Since 2022, when the Pernod Ricard-owned brand committed to cutting its distillery waste products, Havana Club has provided free vinasses to more than 2,000 farmers who work in the fields surrounding its San José distillery.
Havana Club will also reduce the weight of its glass bottles across its core portfolio, which it believes will save 2,200 tonnes of carbon dioxide a year.
Havana Club Original – Añejo 3 Años, Havana Club 7 Años, and Havana Club Añejo Especial will all feature a thinner glass repartition in the bottle mould, reducing the weight by up to 16%.
The distillery will also eliminate the use of fossil fuels to power its operations.
To achieve this, the brand will install 2,280 units of solar panels, which will begin generating 45% of the distillery’s on-site electricity alongside the introduction of a fleet of electric vehicles for employees.

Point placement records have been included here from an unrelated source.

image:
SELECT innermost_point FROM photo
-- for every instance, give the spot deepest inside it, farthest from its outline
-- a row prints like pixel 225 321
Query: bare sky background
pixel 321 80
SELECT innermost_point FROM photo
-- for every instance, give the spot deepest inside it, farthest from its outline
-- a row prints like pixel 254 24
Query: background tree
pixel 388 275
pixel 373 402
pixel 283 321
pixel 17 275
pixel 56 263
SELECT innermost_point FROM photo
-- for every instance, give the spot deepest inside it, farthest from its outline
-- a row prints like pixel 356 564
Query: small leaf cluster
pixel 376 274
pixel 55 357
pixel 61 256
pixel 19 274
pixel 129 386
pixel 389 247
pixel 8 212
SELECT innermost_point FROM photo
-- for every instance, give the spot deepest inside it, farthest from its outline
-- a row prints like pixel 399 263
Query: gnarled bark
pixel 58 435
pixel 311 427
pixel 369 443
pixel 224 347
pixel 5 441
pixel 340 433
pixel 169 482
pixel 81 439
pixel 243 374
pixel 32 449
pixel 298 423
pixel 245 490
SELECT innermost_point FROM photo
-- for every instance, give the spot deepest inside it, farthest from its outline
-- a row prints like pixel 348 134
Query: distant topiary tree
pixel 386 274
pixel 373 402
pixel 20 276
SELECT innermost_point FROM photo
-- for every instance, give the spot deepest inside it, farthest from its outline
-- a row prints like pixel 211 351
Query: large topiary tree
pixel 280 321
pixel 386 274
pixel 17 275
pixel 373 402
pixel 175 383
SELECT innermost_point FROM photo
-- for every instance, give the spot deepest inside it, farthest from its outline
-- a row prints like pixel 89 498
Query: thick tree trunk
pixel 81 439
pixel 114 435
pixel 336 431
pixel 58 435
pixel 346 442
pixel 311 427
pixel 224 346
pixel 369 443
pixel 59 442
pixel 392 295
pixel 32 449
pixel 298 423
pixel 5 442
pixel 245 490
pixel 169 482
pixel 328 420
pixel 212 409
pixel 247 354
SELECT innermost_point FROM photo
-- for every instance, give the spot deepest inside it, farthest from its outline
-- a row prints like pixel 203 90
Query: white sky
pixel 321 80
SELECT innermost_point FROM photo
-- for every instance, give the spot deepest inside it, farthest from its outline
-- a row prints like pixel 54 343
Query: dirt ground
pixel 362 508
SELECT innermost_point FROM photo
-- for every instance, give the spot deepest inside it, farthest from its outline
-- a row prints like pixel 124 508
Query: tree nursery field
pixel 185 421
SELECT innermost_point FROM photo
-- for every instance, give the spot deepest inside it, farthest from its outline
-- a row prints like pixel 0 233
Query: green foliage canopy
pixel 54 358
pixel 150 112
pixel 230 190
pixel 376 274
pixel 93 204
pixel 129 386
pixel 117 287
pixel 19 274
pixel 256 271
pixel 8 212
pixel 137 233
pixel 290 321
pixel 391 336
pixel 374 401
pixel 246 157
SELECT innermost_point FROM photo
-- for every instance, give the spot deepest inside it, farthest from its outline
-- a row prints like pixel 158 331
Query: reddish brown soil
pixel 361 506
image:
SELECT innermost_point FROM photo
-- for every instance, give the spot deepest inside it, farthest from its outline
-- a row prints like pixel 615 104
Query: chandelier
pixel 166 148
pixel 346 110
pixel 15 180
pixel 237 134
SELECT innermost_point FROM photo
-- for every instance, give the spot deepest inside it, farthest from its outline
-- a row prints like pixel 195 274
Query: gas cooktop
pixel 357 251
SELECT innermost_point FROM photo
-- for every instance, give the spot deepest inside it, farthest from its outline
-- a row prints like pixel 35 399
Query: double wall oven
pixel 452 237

More solar panels will gradually be installed across the site throughout the year, generating 100% of the distillery’s daylight electricity needs by 2024.
The long-term aim is to generate surplus energy, saving 1,800 tons of CO2 every year.
In addition, the brand is committing to redistribute excess energy to local communities free of charge to support Cubans nationwide amid the island’s energy crisis.
Marie Benech, the rum brand’s communications, public affairs and CSR [corporate social responsibility] director, said: “Sustainability has always been part of Havana Club’s DNA and a circular economy is integral to the Cuban way of life.
“With the climate crisis as critical as ever, Havana Club is committed to reducing its environmental impact across the entire supply chain, from how we bottle our rum to how we power our distillery.”